Norway’s Progress Party backed an initiative to ban circumcision of children under the age of 16, arguing that it violates their human rights.
Norway’s Progress Party voted over the weekend to back legislation that would prohibit circumcision of children under the age of 16, thus banning the Jewish ritual of circumcising a baby male eight days after his birth, barring medical issues.
Proponents of the bill, which introduced the proposal at the party’s national conference over the weekend, contend that circumcision causes mental and physical harm to children and would therefore be in violation of their human rights.
Progress is the country’s third-largest political party (29 out of 169 seats in parliament) and a focal coalition partner in Prime Minister Erna Solberg’s government. As expected, the party’s proposal has led to outrage in the Jewish community.
“They must know they won’t get a majority for this in Parliament,” Norwegian Jewish community leader Ervin Kohn told Aftenposten newspaper. “It seems like they want to send a signal that we are unwelcome in the country.”

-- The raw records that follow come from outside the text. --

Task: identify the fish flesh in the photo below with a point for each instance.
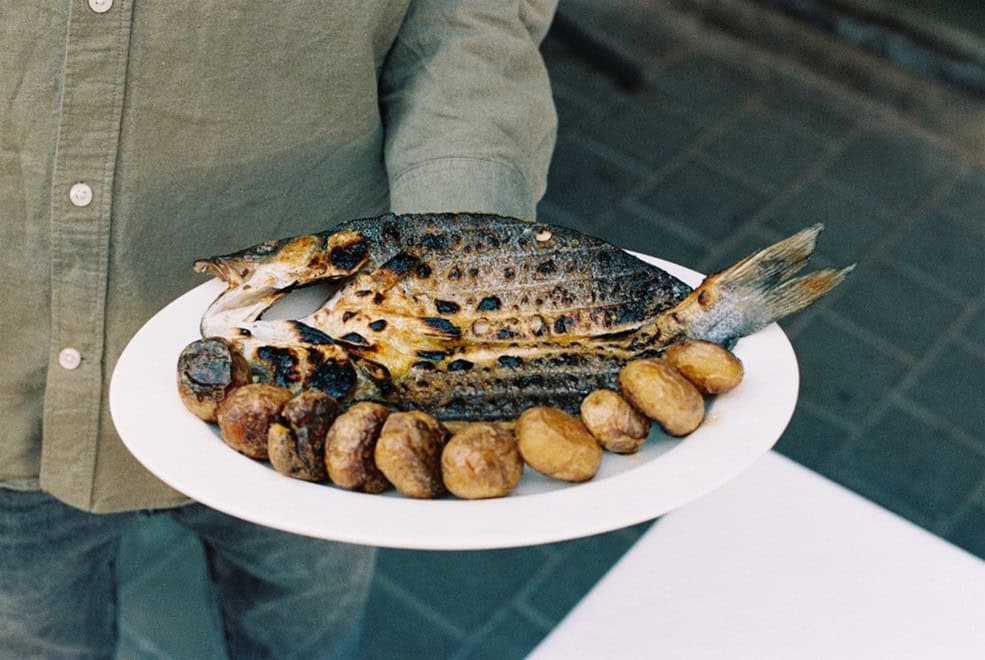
(476, 316)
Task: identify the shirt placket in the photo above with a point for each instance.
(90, 113)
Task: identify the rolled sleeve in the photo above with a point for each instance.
(469, 116)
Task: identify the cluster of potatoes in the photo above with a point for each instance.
(368, 448)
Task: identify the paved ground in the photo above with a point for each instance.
(723, 150)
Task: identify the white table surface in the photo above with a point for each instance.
(781, 563)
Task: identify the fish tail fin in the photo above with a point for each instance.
(756, 291)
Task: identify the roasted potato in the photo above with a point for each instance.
(712, 368)
(350, 447)
(208, 370)
(481, 460)
(409, 453)
(660, 392)
(296, 441)
(557, 444)
(246, 414)
(616, 425)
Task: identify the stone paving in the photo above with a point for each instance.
(724, 149)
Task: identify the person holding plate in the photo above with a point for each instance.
(135, 137)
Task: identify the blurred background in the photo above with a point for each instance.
(698, 131)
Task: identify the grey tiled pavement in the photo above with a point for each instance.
(722, 151)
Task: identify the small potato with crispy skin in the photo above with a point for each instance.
(350, 447)
(409, 453)
(245, 417)
(557, 444)
(296, 441)
(661, 393)
(208, 370)
(480, 461)
(616, 425)
(712, 368)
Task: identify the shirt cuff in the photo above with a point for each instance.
(467, 185)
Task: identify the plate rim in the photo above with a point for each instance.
(267, 499)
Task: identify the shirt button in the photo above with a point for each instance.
(69, 358)
(80, 194)
(100, 6)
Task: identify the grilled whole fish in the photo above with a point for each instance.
(470, 316)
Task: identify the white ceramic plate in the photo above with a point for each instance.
(667, 473)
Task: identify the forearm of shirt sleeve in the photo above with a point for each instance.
(467, 106)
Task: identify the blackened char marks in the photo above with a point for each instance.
(444, 326)
(334, 378)
(280, 364)
(347, 257)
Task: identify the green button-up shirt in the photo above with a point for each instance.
(138, 136)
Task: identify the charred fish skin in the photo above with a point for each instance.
(474, 316)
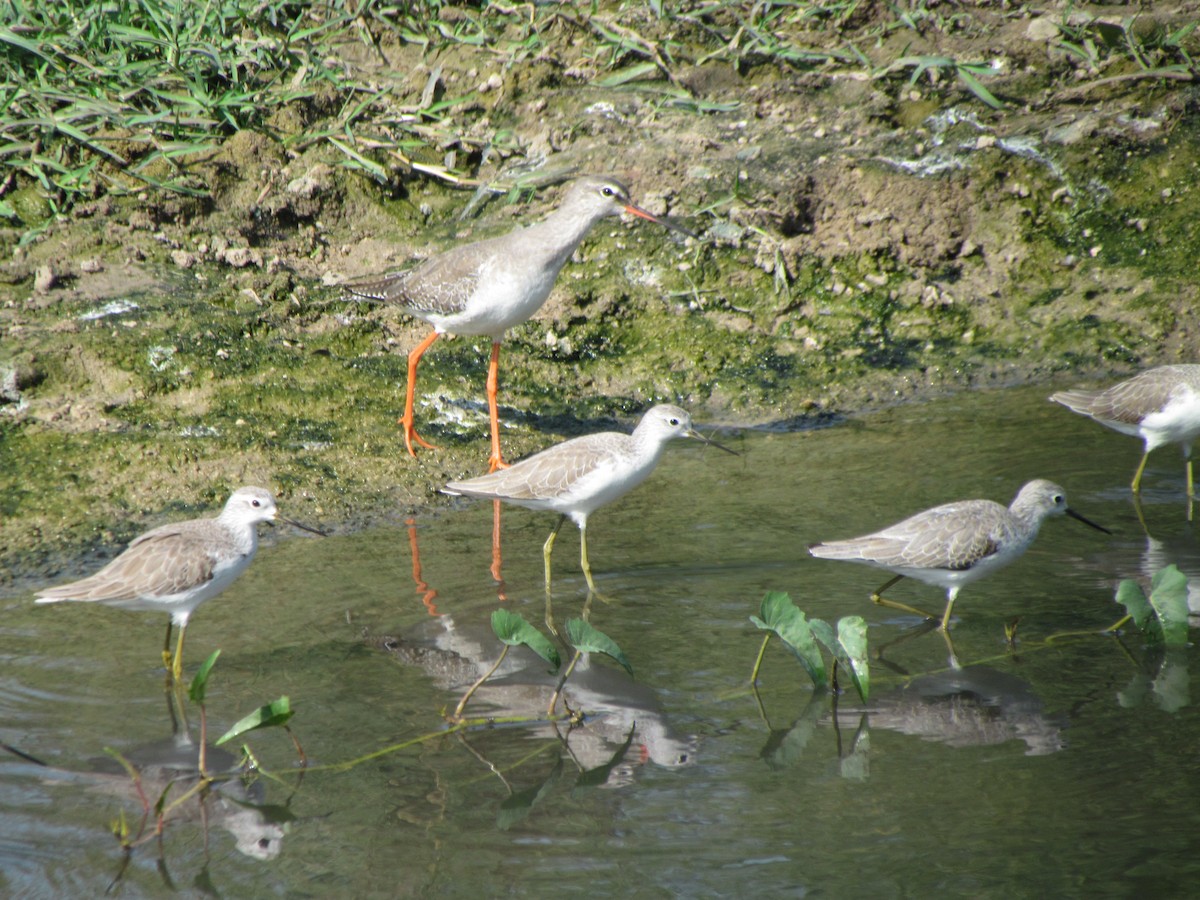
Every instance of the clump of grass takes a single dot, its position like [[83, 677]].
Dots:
[[115, 96]]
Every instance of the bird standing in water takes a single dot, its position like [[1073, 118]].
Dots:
[[582, 474], [177, 567], [954, 544], [490, 286]]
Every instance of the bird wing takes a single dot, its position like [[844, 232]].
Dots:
[[439, 286], [544, 477], [160, 563], [1126, 403], [942, 538]]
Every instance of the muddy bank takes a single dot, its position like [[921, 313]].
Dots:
[[864, 240]]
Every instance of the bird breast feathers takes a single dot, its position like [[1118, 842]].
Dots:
[[942, 538]]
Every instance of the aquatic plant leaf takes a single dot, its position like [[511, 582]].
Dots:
[[269, 715], [1169, 597], [852, 640], [516, 807], [1133, 599], [199, 684], [784, 618], [514, 630], [587, 639]]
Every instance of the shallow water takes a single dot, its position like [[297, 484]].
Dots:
[[1077, 775]]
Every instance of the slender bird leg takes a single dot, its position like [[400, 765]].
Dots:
[[545, 555], [1141, 517], [587, 567], [177, 667], [166, 646], [583, 558], [497, 576], [1191, 487], [949, 605], [493, 382], [880, 600], [414, 359], [547, 549], [1137, 475]]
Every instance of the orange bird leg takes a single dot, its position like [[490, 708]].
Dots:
[[414, 359], [496, 552], [493, 379]]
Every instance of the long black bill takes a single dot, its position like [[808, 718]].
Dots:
[[1087, 521], [301, 527], [665, 222]]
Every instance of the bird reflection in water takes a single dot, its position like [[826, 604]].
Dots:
[[621, 715]]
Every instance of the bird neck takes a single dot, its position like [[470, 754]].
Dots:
[[648, 445], [563, 231], [245, 534]]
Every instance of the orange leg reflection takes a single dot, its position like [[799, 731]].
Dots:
[[425, 591], [496, 552]]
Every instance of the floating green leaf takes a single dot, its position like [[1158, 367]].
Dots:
[[1133, 599], [514, 630], [199, 684], [852, 639], [1169, 598], [269, 715], [587, 639], [780, 616]]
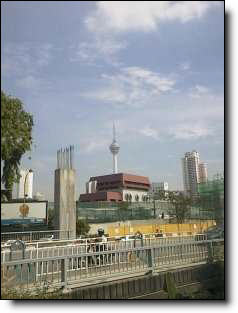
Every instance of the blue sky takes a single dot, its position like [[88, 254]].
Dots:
[[155, 68]]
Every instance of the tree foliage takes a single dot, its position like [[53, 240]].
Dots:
[[16, 138], [82, 227]]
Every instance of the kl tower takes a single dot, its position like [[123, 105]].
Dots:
[[114, 148]]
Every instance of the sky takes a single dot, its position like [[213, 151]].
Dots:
[[155, 68]]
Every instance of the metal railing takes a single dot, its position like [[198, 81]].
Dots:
[[70, 247], [78, 268]]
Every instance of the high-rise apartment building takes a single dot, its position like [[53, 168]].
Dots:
[[202, 172], [194, 172], [28, 187], [157, 187]]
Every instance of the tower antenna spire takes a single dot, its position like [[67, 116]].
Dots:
[[114, 132], [114, 148]]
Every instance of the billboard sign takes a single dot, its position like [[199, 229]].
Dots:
[[23, 213]]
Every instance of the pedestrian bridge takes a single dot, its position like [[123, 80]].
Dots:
[[88, 264]]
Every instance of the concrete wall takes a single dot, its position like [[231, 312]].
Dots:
[[65, 204]]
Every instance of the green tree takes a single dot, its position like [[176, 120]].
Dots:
[[16, 139], [82, 227]]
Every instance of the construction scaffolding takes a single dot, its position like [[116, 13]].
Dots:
[[211, 199]]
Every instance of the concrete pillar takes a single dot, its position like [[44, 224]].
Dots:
[[64, 201]]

Rabbi Menachem Margolin, director-general of the European Jewish Association, has already called on Israeli Prime Minister Benjamin Netanyahu to collaborate with Jewish organizations in Europe in order to halt the trend of proposed legislation that would place restrictions on various Jewish practices.

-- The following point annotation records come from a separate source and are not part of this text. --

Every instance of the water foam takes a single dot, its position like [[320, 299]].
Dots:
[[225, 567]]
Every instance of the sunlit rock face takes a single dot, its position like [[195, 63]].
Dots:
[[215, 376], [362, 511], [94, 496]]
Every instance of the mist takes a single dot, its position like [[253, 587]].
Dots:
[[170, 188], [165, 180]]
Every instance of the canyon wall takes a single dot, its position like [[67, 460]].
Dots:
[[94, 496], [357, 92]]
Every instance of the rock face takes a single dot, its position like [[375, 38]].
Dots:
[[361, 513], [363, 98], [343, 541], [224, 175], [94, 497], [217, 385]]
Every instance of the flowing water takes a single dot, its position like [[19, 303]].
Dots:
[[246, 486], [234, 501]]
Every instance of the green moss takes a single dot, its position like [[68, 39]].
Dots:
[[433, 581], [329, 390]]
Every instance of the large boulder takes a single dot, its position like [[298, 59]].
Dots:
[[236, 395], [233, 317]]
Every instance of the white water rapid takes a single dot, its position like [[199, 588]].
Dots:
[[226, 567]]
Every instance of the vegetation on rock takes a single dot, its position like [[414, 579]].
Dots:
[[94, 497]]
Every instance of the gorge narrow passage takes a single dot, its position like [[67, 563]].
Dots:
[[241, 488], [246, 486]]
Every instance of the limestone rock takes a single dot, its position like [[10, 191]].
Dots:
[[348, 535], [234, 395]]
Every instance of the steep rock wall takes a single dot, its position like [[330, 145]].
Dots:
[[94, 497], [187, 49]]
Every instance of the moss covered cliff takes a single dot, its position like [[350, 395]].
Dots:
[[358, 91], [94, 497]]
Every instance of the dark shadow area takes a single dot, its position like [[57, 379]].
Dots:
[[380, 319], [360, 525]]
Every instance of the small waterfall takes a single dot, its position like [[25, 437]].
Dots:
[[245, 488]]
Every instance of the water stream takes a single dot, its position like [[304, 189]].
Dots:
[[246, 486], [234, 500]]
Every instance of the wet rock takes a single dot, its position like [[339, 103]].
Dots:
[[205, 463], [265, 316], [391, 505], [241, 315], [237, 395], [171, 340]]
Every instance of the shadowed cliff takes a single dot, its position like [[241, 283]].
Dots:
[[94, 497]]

“I have no doubt that the State of Israel – the state of the Jewish people – cannot remain indifferent to it, and I call on you to exert all your political influence in order to prevent the exclusion of Jews from life in various European countries,” he wrote to Netanyahu in a letter.

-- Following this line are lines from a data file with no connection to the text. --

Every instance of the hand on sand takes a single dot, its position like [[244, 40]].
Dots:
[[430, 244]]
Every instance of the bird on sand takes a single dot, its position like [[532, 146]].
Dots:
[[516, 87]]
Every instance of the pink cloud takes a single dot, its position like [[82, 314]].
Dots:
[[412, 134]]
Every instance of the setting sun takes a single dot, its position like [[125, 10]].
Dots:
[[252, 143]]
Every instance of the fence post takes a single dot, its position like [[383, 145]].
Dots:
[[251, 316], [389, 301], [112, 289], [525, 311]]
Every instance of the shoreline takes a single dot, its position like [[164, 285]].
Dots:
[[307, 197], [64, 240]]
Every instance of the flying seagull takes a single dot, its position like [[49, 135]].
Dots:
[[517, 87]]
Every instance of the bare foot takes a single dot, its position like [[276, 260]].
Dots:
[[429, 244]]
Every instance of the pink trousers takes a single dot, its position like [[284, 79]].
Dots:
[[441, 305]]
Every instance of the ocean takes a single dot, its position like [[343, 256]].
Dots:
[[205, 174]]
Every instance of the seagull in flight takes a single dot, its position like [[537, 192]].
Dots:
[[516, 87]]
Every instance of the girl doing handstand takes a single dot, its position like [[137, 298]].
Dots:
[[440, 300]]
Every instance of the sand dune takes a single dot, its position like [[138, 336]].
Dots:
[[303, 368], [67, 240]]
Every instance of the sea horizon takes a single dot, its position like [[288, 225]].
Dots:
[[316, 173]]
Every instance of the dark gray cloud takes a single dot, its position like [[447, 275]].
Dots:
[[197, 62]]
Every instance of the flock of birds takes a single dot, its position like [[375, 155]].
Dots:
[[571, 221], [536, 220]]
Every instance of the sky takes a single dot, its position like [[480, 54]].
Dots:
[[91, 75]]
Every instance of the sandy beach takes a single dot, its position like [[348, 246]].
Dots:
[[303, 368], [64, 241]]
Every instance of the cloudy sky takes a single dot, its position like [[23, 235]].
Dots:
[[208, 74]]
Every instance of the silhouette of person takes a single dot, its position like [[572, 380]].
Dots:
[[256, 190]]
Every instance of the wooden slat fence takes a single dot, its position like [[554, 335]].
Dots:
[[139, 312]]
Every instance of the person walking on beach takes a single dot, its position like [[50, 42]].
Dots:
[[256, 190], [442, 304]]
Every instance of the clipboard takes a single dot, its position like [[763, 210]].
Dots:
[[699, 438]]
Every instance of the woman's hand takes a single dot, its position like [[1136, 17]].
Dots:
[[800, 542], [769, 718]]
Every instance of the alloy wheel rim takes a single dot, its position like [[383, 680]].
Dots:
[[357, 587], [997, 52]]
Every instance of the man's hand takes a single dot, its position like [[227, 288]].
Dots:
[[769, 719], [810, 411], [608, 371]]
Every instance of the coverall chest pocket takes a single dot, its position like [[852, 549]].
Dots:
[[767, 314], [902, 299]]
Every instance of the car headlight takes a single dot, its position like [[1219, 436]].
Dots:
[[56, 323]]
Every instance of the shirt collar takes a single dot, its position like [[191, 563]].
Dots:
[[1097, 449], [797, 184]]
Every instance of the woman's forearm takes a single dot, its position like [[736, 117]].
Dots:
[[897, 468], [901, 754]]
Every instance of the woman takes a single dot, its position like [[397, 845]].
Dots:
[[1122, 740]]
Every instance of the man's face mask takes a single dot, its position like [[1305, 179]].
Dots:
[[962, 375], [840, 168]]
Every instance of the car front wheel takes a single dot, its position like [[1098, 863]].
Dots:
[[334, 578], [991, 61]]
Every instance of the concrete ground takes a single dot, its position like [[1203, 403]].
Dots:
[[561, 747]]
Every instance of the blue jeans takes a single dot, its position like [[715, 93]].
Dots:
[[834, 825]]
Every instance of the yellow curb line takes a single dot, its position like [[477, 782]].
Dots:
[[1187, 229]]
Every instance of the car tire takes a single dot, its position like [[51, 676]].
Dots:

The Progress Party, which also proposed the banning of hijabs, the traditional Muslim scarves worn by women, welcomed the initiative on circumcision a day after the environment committee of Belgium’s Parliament of Wallonia voted to place a general ban on ritual slaughter and male circumcision.
Most recently, defeated French presidential candidate Marine Le Pen proposed a ban on the religious slaughtering of animals.